Dengan demikian tindakan mematikan itu “unprocedural”, tidak melalui prosedur yang sah,” tegasnya.
JAKARTA (voa-islam.com)--Guru Besar Hukum Pidana Universitas Islam Indonesia (UII) Prof. Dr. Mudzakir, SH, MH mempertanyakan alasan apa sehingga terjadi pembunuhan terhadap enam anggota Front Pembela Islam (FPI).
“Enam anggota (FPI) ini ditembak mati disebabkan karena melakukan kejahatan apa?” tanya Mudzakir dalam Webinar yang digelar Centre of Study for Indonesian Leadership (CSIL), Selasa malam (29/12/2020).

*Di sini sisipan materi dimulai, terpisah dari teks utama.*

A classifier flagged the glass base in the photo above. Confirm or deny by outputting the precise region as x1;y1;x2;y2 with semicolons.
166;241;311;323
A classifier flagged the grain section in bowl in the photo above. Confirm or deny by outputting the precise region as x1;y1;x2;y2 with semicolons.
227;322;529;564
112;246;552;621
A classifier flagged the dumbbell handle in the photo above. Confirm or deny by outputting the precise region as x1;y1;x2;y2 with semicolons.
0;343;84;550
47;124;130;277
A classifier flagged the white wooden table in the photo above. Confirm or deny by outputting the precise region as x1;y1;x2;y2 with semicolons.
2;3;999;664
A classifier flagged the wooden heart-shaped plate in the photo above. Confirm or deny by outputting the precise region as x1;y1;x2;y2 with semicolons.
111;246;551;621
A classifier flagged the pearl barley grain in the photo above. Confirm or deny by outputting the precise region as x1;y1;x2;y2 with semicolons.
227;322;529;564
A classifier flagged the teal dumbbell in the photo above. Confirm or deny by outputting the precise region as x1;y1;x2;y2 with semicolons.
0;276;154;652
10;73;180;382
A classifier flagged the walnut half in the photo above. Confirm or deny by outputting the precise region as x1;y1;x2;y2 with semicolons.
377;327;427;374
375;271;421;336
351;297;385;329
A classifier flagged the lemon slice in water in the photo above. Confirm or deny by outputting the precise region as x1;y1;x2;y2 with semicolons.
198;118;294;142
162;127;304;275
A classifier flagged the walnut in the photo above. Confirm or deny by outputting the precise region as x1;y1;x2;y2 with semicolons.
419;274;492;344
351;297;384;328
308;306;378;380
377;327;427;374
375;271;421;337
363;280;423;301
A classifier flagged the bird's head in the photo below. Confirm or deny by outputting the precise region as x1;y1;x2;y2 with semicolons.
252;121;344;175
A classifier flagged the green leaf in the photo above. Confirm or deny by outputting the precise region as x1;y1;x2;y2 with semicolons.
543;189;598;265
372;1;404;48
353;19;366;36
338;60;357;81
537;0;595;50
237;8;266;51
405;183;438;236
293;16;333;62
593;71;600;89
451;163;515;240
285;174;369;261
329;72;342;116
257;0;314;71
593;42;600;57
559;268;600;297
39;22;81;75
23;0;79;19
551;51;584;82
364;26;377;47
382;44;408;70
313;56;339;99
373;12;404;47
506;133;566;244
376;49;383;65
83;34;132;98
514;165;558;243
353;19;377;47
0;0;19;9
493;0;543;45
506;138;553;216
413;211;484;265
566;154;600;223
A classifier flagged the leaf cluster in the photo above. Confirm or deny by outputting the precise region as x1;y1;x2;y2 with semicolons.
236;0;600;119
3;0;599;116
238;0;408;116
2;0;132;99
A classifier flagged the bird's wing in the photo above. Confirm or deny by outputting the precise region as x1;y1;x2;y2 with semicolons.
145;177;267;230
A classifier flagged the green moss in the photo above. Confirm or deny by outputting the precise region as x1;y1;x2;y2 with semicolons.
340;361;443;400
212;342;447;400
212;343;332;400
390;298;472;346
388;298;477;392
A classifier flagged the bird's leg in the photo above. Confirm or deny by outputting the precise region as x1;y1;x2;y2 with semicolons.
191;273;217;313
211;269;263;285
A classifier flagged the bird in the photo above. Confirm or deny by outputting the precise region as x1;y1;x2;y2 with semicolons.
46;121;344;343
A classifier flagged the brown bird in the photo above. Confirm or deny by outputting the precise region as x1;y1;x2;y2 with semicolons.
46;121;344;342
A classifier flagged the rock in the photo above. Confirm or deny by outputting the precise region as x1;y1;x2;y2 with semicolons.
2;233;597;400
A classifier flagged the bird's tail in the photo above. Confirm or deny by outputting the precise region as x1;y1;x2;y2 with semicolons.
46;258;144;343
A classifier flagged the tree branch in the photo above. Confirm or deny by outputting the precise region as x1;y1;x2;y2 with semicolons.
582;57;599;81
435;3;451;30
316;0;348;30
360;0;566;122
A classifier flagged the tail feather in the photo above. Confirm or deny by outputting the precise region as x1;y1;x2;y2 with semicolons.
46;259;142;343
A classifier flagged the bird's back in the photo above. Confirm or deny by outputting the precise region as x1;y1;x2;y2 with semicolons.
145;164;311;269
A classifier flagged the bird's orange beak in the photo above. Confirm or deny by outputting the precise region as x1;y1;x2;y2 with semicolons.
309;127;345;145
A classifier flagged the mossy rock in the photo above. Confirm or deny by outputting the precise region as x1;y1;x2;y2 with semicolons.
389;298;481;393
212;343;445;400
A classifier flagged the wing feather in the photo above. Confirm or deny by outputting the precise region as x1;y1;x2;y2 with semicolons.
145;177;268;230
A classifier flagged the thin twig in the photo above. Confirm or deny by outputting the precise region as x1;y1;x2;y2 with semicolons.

Ahli hukum pidana itu mengatakan, berdasarkan sejumah fakta hukum yang disampaikan berbagai pihak, ia mengaku belum mendapatkan kejelasan atas alasan apa mereka ditembak.
Mudzakir juga mempertanyakan, kejahatan apa yang hendak dilakukan Habib Rizieq Syihab (HRS) sehingga pengawalnya harus ditembak mati? Jika di media disebutkan oleh polisi bahwa HRS akan menggerakkan massa, kata dia, massa itu untuk apa. Sebab jika menggerakkan massa untuk unjuk rasa itu bukan merupakan sebuah kejahatan. Sebab unjuk rasa atau demonstrasi adalah konstitusional. Sehingga tidak boleh ada tindakan mematikan apapun.
“Dengan demikian tindakan mematikan itu “unprocedural”, tidak melalui prosedur yang sah,” tegasnya.
Mudzakir juga menyebut tindakan mematikan terhadap para pengawal HRS sebagai tindakan yang berlebihan alias “overestimate”. Ia mengibaratkan, penembakan itu seperti dilakukan terhadap pelanggar lalu lintas. Hanya karena melanggar lalu lintas, satu mobil yang berisi satu keluarga ditembak mati semua.
Mudzakir mengingatkan, agar polisi menggunakan wewenang yang dimilikinya sesuai dengan prosedur, maksud dan tujuannya. “Tindakan mematikan kepolisian itu menunjukkan tindakan yang diluar prosedur, menyalahgunakan wewenang,” kata dia.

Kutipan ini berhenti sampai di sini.